The intimate relation between Russia and Athos, between worldly and spiritual powers, was illustrated by the recent visit of President Vladimir Vladimirovich Putin to the monastic Republic. He came to celebrate a thousand years of Russian presence. So there are many stories to be told between the two. One is about the Panagia Portaitissa.
In the seventeenth century an exact copy of the Panagia Portaitissa was made. It was placed in a chapel in the Kremlin wall in Moscow; the Iviron Chapel at the Iberian gate. It was centrally situated right on the main entrance to the Red Square and venerated by all who entered the square.
H.G. Wells wrote in his 1920 book Russia in the shadows: “The celebrated miraculous shrine of the Iberian Madonna outside the Redeemer Gate was particularly busy. There were many peasant women, unable to get into the little chapel, kissing the stones outside. Just opposite to it, on a plaster panel on a house front, is that now celebrated inscription put up by one of the early revolutionary administrations in Moscow: “Religion is the Opium of the People.” The effect this inscription produces is greatly reduced by the fact that in Russia the people cannot read.”
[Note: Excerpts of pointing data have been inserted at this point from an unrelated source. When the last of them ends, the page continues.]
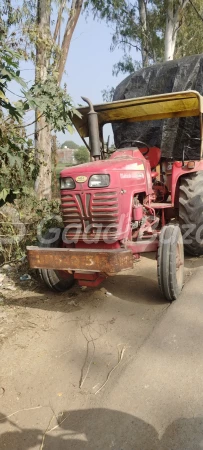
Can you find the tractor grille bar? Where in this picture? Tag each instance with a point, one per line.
(90, 215)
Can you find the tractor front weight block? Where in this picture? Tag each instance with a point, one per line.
(106, 261)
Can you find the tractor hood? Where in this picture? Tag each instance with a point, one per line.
(125, 160)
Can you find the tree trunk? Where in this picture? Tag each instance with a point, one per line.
(173, 23)
(74, 14)
(143, 22)
(42, 130)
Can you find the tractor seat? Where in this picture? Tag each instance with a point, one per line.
(153, 156)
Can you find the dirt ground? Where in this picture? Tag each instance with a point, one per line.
(63, 354)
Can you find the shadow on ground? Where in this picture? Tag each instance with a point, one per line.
(104, 429)
(130, 288)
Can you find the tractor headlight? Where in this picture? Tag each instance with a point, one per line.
(99, 180)
(67, 183)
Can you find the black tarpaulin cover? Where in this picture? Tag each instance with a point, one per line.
(171, 135)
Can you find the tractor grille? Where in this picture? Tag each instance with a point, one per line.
(90, 215)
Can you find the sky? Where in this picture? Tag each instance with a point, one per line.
(88, 68)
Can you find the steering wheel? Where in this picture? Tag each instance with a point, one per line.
(138, 142)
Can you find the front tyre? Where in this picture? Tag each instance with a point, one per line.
(57, 280)
(170, 262)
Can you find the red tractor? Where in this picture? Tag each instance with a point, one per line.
(130, 202)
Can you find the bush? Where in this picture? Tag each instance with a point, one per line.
(22, 221)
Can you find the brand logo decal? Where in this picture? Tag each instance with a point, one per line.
(81, 179)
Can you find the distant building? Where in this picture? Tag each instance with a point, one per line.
(66, 155)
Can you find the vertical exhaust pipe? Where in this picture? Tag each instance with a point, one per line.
(93, 125)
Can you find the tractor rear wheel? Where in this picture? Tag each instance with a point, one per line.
(191, 212)
(57, 280)
(170, 262)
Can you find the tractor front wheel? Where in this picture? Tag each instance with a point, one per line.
(57, 280)
(170, 262)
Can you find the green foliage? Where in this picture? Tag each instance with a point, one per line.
(17, 159)
(189, 41)
(70, 144)
(16, 155)
(107, 94)
(22, 221)
(82, 155)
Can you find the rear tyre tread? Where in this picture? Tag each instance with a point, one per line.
(191, 210)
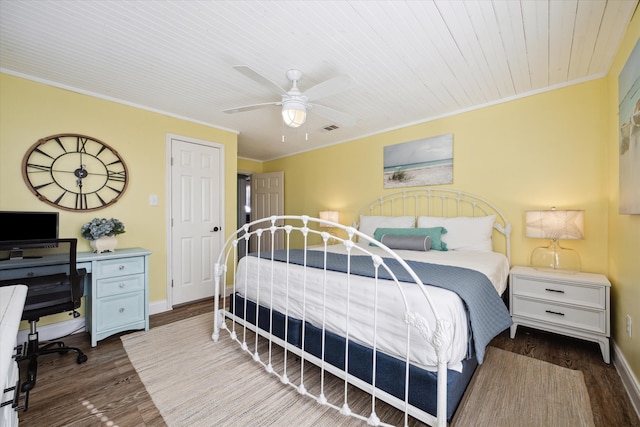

The devotion irritated the Bolsheviks, they needed a broader approach for heavy military vehicles (parades!) anyway, so they destroyed the gate, the chapel and moved the icon in 1929. Instead they erected a statue of a worker.
The icon was moved to the Cathedral of the Resurrection in Sokolniki, also in Moscow.
But both the Iberian gate and the Iviron chapel were rebuild in 1996 and a new copied icon was flown in from Athos.
Bas Kamps
Thanks for the story and nice photographs…
Could you please tell me if this all-seeing-eye is from Athos? Here is the picture:

It’s the katholikon of the Vatopaidi Monastery.
Yes, You are right, Alex, but the Eye had been removed when I was there, so I didn’t actually ‘see’ it
Vasilis, I think the eye is still there, although it seems it was repainted or restored.
Last year I made a photograph of the katholikon and the eye was in it’s place. This year I didn’t make pictures in the monastery, but I think the eye is still there.
Thank you for your answer, Alex, I haven’t been there for two years. I didn’t find more recent pictures than those in Pemptousia 2015, nr 1 and 48 (https://pemptousia.com/photo/the-proc3ession-with-the-icon-of-theotokos-for-the-feast-of-prophet-elias-vatopedi-2015/) It gave the impression to me of still being under reconstruction……
Yes, this all-seeing-eye is from the Holy Mount Athos. Unfortunedly I don’t remember now exactly where I saw it.